Lu Fuki & Divine Providence (Local event October 2017)



On Saturday night, local jazz group Lu Fuki and Divine Providence performed at The Bottom Line coffee house, located on Third Street in Detroit, just off of the Wayne State campus. According to the event’s Facebook page, Lu Fuki and Divine Providence are “a collective of jazz musicians formed by bandleader Lu Fuki, who felt the need to connect hearts through sound in order to promote solidarity, freedom, and social action.”
            The group features seven members: a drummer, keyboardist, bassist, saxophonist, two electric guitarists, and a percussionist who also plays the violin. People gathered and drank coffee and tea in the venue while the band played about five songs from 9:30 to 10:45 P.M. When describing the group’s music, percussionist & violinist Aaron McCoy Jacobs said “We do a combination of classical, Indian, and jazz, and then I throw in some Middle Eastern and African, so we have four continents of music all coming together.”       
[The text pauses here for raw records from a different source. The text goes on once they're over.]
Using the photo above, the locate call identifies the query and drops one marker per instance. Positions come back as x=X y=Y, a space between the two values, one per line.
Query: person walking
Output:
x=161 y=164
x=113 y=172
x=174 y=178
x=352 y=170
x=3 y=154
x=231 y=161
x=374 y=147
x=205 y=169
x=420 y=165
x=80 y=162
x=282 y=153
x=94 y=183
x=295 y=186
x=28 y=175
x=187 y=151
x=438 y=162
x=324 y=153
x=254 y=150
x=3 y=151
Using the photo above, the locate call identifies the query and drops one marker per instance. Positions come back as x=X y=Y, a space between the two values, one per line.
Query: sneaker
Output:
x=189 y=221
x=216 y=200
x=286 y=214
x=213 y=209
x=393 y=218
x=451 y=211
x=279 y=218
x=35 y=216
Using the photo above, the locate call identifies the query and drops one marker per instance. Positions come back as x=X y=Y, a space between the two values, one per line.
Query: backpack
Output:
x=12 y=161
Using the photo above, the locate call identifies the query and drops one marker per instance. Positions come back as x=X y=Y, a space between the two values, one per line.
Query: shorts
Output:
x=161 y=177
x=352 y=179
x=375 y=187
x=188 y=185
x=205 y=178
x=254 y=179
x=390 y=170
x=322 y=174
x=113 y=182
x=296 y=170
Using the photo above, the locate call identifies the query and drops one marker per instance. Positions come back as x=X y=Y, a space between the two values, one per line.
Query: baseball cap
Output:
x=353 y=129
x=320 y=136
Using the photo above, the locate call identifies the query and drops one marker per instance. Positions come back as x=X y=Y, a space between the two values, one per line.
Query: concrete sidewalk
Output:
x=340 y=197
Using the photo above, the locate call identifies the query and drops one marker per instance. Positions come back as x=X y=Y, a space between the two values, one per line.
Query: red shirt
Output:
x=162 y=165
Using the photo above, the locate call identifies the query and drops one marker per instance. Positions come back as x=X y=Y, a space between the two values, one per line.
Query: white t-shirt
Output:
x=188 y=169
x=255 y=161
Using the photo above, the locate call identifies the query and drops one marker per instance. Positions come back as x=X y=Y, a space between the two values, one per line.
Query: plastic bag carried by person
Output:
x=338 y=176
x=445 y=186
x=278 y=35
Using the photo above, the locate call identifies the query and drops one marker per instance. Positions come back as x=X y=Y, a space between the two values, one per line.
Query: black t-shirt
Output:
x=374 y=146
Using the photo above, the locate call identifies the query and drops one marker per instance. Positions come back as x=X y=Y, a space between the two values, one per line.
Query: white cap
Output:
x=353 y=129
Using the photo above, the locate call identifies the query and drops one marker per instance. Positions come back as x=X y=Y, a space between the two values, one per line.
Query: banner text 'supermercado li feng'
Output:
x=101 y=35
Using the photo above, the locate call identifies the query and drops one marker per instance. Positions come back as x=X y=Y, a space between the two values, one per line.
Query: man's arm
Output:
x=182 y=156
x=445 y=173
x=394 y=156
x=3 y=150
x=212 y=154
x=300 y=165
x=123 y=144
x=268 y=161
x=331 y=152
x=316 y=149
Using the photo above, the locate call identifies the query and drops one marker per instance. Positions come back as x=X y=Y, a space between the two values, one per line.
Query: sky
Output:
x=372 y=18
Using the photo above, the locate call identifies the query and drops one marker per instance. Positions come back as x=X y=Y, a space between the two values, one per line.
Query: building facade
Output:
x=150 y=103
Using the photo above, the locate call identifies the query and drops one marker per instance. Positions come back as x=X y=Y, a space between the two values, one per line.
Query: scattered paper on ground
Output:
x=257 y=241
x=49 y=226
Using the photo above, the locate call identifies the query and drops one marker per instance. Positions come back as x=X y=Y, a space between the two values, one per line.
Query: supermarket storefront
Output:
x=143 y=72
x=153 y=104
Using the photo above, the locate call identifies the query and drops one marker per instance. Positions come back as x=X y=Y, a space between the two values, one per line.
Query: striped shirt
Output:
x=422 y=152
The concept that influences the group and brought them together is spirituality. “I met him [Lu Fuki] at a meditation thing we were doing in Flint,” said Jacobs. “I would go to his apartment every other day and we’d come up with random shit, just violin and guitar, and the neighbors would knock on the door and tell us not to stop.”
            The two guitarists in the group, Fuki and his wife Tazeen Ayub, draw influence from the practice of Sufism, often called Islamic Mysticism, says the Facebook page. According to patheos.com, Sufism is a Muslim movement whose followers seek to find divine truth and love through direct encounters with God. “Because music doesn’t have a physical form, it is the most divine and the most spiritual form of art.” Ayub, the lead vocalist, said between songs. “For us, that’s why we’re all musicians, it’s coming straight from the soul and its a way to connect hearts.”